It’s a marine Garden of Eden, but there is just one small drawback: as the most remote of all the Great Barrier Reef islands, the only way to access the cay is by air. Visitors fly in from Brisbane, Bundaberg, Hervey Bay, and the Gold Coast all within one hour flying time on 10 or 12-seater planes. The good news is that guests can help offset their carbon emissions by paying $AU2 per person to a major carbon offsetting company, ultimately helping contribute about $AU5,000 each month. The fee is voluntary, but the island’s eco resort matches guest donations.

The entirety of funds raised go directly to Greenfleet to plant trees (11,500 to date) at the Barolin Nature Reserve in Bundaberg, Queensland, which in turn, helps to protect the local sea turtle population. There is no getting around the need to fly, but Lady Elliot Island Eco Resort is a miracle of regeneration and an example to other tourist islands in the Great Barrier Reef in a plethora of ways.

One of these has been the massive revegetation project. As a result of the guano mining operations, Lady Elliot Island’s topsoil and vegetation had been ruined, leaving only bare rock. Today, thanks to the efforts of past and present custodians of the island, around two-thirds of its surface is blanketed in trees.

Jim Buck, a former engineer and now nursery and revegetation manager for the island, has been part of a team working on replanting native species such as pisonias, argusias, pandanas and casuarinas. “Moving into the future, we’ll see fewer exotics and more of the native vegetation that should be here,” he says.

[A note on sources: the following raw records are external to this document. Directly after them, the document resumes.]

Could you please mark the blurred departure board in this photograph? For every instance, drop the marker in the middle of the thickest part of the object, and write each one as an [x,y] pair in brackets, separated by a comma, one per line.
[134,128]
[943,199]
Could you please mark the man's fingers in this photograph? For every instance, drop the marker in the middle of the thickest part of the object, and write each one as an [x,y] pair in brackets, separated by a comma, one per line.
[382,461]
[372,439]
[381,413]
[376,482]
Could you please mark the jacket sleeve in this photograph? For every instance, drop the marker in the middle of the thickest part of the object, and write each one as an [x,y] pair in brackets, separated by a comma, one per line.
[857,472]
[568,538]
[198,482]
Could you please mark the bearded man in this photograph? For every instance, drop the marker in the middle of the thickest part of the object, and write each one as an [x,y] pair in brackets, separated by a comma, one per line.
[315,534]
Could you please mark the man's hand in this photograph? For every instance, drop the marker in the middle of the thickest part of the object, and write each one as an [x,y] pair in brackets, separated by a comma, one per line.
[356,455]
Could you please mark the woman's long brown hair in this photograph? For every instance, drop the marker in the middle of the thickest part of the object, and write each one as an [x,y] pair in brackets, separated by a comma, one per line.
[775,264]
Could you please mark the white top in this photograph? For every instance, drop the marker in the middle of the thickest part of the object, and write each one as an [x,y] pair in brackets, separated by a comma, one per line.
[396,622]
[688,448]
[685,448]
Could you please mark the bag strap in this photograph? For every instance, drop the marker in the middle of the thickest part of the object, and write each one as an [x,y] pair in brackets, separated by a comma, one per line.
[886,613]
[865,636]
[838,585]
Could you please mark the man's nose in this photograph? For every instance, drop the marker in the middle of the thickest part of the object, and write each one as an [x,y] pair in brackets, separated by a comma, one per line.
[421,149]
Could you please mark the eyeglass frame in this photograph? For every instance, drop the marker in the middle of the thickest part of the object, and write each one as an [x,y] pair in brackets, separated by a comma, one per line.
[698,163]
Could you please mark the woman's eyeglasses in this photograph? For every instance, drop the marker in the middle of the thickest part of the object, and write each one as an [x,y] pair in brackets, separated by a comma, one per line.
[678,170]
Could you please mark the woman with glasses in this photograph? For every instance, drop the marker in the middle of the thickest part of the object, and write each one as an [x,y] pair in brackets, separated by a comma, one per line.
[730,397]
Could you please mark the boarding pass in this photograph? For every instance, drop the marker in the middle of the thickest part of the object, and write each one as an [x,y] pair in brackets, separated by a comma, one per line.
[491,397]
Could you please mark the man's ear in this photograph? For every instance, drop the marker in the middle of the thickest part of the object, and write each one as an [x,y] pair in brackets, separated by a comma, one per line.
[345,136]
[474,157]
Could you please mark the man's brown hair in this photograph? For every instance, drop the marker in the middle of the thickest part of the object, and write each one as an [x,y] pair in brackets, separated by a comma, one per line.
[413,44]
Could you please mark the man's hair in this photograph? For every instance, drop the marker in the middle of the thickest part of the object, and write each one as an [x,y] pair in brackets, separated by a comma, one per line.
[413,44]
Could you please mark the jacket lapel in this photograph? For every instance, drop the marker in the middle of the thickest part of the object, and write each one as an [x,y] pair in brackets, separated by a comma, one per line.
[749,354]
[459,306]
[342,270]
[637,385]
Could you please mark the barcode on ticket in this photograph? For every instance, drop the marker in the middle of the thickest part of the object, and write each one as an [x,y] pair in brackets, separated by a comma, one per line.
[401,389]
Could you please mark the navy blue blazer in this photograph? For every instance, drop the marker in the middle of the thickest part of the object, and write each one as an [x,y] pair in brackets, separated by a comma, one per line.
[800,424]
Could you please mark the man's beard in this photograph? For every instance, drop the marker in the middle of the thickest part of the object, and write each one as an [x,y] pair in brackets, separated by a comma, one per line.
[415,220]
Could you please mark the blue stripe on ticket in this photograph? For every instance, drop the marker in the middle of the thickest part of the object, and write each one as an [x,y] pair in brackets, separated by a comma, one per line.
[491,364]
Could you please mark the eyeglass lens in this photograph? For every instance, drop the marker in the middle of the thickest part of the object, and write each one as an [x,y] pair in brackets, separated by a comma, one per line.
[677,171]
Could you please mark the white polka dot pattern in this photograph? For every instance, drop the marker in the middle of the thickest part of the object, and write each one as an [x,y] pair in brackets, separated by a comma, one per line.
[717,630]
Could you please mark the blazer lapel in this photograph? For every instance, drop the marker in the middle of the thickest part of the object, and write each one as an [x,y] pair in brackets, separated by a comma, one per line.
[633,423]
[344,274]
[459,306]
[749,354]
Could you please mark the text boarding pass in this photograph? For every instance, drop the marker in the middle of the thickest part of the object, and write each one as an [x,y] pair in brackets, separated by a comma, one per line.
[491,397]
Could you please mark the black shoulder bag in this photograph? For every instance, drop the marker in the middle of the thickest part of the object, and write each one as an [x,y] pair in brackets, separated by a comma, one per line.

In the lush pisonia forest, hundreds of noddy birds happily nest, unperturbed by the presence of humans in their personal space. “The way we set up the ecosystems here,” says Buck, “is that the different species we have actually build into providing a better environment for the birds. Where we’ve got things like crested turns, for example, we’re growing more grasses in those areas because they like open grassland.” In order to cut down on water for the younger plantings and the plants in the nursery, they use an automated drip irrigation system. As Buck says, this saves them a lot of money and “the plants grow much quicker, whilst also using far less water.”

Other eco initiatives on the island include the use of renewable energy, water conservation, fresh water production, waste management and initatives such as environmentally friendly jet-powered onboard motors on the glass-bottomed boats, to avoid propellers so deadly to marine life.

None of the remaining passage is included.